Another problem I have encountered is that some of the SIP softphones do not offer audio source selection option and iFusion does not report which selection is currently in effect on an iPhone. This means that if I used iPhone without the handset for placing a call and then later docked it with the handset there will be nothing to remind me to switch the audio source back to the Bluetooth device.

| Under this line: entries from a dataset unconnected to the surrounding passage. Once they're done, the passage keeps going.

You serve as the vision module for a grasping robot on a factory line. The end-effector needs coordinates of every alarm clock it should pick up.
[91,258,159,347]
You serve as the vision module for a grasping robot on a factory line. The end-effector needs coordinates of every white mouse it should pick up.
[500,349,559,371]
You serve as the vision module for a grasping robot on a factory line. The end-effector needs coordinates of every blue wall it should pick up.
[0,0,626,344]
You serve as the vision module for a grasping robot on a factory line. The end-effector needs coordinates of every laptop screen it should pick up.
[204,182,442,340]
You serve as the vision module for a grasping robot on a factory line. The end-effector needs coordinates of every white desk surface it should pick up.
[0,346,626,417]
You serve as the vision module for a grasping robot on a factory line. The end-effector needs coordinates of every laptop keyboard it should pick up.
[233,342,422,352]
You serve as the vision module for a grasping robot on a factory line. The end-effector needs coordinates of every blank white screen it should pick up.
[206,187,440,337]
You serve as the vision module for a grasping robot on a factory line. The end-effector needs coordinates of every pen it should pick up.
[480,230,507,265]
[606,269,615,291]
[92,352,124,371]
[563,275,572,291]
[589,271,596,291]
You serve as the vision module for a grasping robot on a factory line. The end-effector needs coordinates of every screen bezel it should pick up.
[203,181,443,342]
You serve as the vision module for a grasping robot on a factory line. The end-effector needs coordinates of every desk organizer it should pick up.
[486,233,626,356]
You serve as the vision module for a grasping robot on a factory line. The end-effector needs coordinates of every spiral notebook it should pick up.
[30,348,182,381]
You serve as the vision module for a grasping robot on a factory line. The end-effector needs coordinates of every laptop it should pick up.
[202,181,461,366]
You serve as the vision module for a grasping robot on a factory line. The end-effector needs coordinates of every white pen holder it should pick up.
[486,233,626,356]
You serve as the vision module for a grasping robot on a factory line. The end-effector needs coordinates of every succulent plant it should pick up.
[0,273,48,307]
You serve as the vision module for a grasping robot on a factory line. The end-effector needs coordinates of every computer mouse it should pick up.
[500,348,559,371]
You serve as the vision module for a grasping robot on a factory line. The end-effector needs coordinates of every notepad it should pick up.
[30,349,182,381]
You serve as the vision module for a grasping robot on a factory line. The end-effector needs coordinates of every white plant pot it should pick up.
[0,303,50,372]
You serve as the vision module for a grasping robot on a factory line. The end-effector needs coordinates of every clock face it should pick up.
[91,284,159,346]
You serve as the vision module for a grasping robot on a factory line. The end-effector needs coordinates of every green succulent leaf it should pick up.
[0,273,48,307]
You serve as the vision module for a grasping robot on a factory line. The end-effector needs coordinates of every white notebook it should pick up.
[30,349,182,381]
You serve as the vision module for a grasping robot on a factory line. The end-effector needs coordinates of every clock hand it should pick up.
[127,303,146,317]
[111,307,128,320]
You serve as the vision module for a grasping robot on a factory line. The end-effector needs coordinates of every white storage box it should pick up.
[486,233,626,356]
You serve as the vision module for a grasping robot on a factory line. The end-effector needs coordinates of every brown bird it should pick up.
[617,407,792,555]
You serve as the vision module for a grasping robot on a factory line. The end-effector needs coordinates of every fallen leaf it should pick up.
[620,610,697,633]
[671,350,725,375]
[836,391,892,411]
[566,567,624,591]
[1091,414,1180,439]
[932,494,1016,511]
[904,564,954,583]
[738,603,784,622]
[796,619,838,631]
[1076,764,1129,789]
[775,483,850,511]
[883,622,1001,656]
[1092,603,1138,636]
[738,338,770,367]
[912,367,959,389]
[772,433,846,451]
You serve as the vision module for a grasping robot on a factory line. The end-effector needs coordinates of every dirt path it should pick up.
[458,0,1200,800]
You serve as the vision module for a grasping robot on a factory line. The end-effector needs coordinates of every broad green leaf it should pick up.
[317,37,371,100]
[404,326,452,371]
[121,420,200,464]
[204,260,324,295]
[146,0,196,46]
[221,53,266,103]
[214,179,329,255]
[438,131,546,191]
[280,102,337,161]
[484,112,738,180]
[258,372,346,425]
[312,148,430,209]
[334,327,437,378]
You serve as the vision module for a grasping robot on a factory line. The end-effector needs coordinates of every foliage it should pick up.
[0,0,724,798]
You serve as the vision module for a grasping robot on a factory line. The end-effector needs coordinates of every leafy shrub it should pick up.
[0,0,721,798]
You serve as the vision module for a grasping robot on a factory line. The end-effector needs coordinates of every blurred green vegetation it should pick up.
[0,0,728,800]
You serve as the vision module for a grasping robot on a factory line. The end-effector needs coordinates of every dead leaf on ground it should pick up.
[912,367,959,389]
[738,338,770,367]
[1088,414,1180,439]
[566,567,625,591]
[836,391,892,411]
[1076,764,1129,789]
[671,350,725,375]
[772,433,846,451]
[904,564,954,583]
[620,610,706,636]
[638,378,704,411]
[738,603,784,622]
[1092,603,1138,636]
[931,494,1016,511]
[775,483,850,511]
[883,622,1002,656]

Overall, I think Altigen had a great idea: take a mobile device and turn it into a stationary handset by adding Bluetooth speakerphone hardware to it. Unfortunately the issue is a bit more complicated than that. iPhone is designed around being a mobile device. Surely you can use it as a TV remote or Gaming console, surveillance system or a million other things that ultra-portable computer allows you to do. But in the end it will not do them as well as the device that is purposed for that single task. There is always going to be a one extra step to perform any single function on a multifunctional device and that is selecting which function you are going to use. Can it be used? Yeah, it can, if you are willing to live with the limitations. But why not get a SIP handset that will work with your SIP-based hosted PBX.